I parlamentari democratici del Texas hanno annunciato il 18 agosto il loro ritorno a Austin, ponendo fine a due settimane di assenza strategica dallo Stato. La scelta di lasciare il Texas era stata motivata dalla volontà di bloccare il quorum necessario per discutere e approvare la nuova mappa elettorale promossa dai repubblicani locali con il sostegno del presidente Donald Trump.
Con il rientro, la procedura legislativa potrà riprendere e il testo sul ridisegno delle 38 circoscrizioni federali texane avrà la possibilità di arrivare al voto. Secondo i democratici, la nuova mappa sarebbe incostituzionale e destinata a essere contestata in tribunale. «Torniamo sotto le nostre condizioni, pronti a costruire il dossier legale necessario per vincere contro queste carte», hanno dichiarato in un comunicato.
Al centro del confronto politico c’è la tecnica del gerrymandering, il disegno intenzionale delle circoscrizioni per diluire il voto avversario. Nel caso texano, l’obiettivo dichiarato dai repubblicani è aumentare da 25 a 30 i deputati dello Stato alla Camera federale dopo le elezioni di metà mandato del 2026. Secondo i democratici, questo ridisegno penalizzerebbe soprattutto gli elettorati afroamericani e ispanici, tradizionalmente più vicini al loro partito.
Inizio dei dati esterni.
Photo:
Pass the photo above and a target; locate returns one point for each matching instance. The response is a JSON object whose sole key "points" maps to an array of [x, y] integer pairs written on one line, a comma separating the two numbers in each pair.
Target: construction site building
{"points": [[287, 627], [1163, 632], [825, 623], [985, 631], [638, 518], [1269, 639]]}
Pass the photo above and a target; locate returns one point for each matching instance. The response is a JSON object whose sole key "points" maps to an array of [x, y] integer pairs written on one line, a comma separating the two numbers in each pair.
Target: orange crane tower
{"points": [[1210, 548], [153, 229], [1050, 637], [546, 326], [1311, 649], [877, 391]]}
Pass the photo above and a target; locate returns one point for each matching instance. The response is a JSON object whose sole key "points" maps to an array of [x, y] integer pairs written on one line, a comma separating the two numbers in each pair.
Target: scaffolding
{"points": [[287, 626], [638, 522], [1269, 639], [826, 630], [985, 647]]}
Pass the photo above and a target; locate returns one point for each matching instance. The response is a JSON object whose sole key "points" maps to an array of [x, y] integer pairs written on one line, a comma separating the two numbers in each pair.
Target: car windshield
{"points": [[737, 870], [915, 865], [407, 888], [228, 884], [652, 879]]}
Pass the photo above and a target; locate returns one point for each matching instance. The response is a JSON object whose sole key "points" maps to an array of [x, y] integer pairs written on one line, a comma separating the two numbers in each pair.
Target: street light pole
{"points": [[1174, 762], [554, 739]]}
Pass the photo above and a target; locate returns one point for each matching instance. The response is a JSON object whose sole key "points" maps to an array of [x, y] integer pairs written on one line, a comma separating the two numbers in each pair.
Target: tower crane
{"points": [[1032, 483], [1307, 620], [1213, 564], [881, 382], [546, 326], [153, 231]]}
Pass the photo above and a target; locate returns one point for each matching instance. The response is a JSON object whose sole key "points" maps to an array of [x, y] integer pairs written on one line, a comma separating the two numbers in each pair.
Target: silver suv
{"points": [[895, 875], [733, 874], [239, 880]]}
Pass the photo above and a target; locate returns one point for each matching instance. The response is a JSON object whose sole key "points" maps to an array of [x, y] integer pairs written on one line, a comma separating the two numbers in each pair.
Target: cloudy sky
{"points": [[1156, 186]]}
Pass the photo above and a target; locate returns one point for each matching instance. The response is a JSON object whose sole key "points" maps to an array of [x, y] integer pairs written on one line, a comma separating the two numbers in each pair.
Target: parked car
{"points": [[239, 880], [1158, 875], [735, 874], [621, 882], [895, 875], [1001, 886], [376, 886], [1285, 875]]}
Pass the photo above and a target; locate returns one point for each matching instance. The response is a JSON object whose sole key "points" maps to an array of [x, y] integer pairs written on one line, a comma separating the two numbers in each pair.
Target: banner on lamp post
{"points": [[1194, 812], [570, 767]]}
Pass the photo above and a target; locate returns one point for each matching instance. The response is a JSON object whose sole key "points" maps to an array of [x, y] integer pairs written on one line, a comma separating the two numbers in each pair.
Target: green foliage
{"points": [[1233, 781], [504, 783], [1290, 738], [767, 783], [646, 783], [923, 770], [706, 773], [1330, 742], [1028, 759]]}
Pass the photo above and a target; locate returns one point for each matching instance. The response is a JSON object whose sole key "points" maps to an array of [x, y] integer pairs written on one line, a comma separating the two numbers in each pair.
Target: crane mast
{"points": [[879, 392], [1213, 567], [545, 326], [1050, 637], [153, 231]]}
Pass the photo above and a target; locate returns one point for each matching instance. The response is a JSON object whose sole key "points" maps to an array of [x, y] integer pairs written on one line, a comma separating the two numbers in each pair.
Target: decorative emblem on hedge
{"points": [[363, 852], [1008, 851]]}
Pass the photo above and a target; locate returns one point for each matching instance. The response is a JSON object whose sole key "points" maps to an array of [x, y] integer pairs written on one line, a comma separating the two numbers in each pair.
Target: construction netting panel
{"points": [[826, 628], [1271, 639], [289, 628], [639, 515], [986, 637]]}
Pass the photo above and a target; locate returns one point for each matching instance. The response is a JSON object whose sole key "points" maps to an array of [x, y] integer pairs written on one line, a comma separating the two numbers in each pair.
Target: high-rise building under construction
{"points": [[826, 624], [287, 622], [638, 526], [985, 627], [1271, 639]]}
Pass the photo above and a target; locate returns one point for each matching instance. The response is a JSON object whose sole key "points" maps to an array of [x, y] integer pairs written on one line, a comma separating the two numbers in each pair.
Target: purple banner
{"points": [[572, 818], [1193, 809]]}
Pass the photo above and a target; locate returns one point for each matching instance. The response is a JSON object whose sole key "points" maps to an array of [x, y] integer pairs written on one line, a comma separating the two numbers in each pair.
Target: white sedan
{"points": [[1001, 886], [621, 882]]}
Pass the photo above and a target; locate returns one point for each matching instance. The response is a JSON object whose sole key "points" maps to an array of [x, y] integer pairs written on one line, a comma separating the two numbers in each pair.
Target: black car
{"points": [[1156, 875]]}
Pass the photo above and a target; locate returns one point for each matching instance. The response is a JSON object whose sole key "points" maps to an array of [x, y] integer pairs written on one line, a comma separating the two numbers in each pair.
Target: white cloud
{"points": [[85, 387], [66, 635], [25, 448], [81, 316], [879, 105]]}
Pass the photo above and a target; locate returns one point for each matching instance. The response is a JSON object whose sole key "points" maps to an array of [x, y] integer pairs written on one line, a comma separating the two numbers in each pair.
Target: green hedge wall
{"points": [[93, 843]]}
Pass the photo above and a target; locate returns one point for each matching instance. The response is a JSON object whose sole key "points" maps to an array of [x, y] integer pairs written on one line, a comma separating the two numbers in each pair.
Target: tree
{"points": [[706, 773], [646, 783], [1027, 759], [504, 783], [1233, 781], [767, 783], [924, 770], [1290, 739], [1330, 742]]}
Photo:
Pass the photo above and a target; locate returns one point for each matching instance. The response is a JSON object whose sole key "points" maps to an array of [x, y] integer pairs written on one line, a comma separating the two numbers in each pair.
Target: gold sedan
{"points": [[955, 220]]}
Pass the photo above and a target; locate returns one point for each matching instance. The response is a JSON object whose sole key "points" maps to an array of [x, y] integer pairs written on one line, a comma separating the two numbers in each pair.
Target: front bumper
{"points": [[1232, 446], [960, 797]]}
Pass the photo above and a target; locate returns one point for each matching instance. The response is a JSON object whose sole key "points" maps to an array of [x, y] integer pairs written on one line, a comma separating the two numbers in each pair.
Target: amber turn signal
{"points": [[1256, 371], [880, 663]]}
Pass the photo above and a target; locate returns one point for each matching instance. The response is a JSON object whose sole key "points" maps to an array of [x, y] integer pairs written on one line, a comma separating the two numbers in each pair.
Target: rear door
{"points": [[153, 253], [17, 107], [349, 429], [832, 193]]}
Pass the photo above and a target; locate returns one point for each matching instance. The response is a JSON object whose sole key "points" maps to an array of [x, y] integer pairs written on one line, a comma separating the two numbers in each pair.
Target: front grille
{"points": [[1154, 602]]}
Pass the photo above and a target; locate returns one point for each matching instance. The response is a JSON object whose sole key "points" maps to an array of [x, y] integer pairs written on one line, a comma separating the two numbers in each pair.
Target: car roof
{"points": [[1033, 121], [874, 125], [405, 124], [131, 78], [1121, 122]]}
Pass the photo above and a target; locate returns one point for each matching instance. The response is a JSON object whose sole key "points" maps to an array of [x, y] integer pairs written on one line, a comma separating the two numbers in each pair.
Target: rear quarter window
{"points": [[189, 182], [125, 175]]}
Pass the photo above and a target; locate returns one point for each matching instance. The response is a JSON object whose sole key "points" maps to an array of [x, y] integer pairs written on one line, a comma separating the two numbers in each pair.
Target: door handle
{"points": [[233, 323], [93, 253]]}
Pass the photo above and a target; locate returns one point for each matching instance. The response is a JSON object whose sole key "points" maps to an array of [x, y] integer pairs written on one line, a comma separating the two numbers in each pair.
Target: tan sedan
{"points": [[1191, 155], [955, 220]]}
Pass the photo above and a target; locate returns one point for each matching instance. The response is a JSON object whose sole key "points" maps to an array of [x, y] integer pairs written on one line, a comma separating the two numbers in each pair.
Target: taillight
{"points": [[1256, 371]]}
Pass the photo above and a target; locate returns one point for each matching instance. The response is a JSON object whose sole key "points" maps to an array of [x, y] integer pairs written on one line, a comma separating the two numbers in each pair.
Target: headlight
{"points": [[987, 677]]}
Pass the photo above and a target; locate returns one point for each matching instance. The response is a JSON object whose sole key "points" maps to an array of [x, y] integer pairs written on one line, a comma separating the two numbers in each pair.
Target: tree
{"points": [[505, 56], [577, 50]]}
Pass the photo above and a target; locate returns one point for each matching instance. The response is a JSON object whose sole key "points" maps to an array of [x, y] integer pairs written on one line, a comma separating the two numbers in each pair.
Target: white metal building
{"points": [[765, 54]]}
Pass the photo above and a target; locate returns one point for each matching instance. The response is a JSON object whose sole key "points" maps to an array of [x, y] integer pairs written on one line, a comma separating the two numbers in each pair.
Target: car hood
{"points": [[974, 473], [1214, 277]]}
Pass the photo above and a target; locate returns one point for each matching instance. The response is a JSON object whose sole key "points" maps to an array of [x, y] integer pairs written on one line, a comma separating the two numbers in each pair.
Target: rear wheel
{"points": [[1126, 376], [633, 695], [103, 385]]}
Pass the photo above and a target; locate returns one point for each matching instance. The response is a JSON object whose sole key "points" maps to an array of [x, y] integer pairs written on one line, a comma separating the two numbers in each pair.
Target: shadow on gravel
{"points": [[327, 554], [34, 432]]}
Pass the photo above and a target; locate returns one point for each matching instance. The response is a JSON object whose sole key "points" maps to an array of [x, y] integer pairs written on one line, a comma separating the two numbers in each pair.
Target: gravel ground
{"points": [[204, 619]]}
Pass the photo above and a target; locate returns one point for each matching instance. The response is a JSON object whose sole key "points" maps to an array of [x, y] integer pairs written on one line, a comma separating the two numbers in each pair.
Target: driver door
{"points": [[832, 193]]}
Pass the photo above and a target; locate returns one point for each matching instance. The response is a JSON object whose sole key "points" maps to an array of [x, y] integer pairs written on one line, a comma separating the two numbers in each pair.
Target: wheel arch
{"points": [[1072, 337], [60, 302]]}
Durante la giornata, mentre riceveva alla Casa Bianca il presidente ucraino Volodymyr Zelensky e vari leader europei, Trump ha rilanciato su Truth Social un messaggio di sostegno ai repubblicani texani. Ha ringraziato il governatore Greg Abbott e sollecitato l’approvazione «il prima possibile» della nuova carta elettorale, definendo «geniale» la battaglia per «salvare il Paese».
La risposta democratica non si è fatta attendere. Dalla California, governata da Gavin Newsom, è arrivata la proposta di un referendum per permettere al parlamento statale di ridisegnare a sua volta le mappe. Se approvata il 4 novembre, la misura darebbe ai democratici californiani l’opportunità di conquistare cinque seggi aggiuntivi al Congresso.
Newsom ha accusato l’amministrazione Trump di voler “truccare la prossima elezione” e ha definito l’iniziativa una forma di resistenza politica. «La California è stata la principale bersaglio di Trump. Non resteremo a guardare», ha dichiarato, sottolineando come la proposta rappresenti per i cittadini un modo di «responsabilizzare» il governo federale.
Lo scontro sul ridisegno delle circoscrizioni elettorali, dunque, non resta confinato al Texas. Con la reazione californiana, la contesa si estende e si configura come un terreno di battaglia nazionale, con riflessi diretti sulla composizione del Congresso dopo il voto del 2026.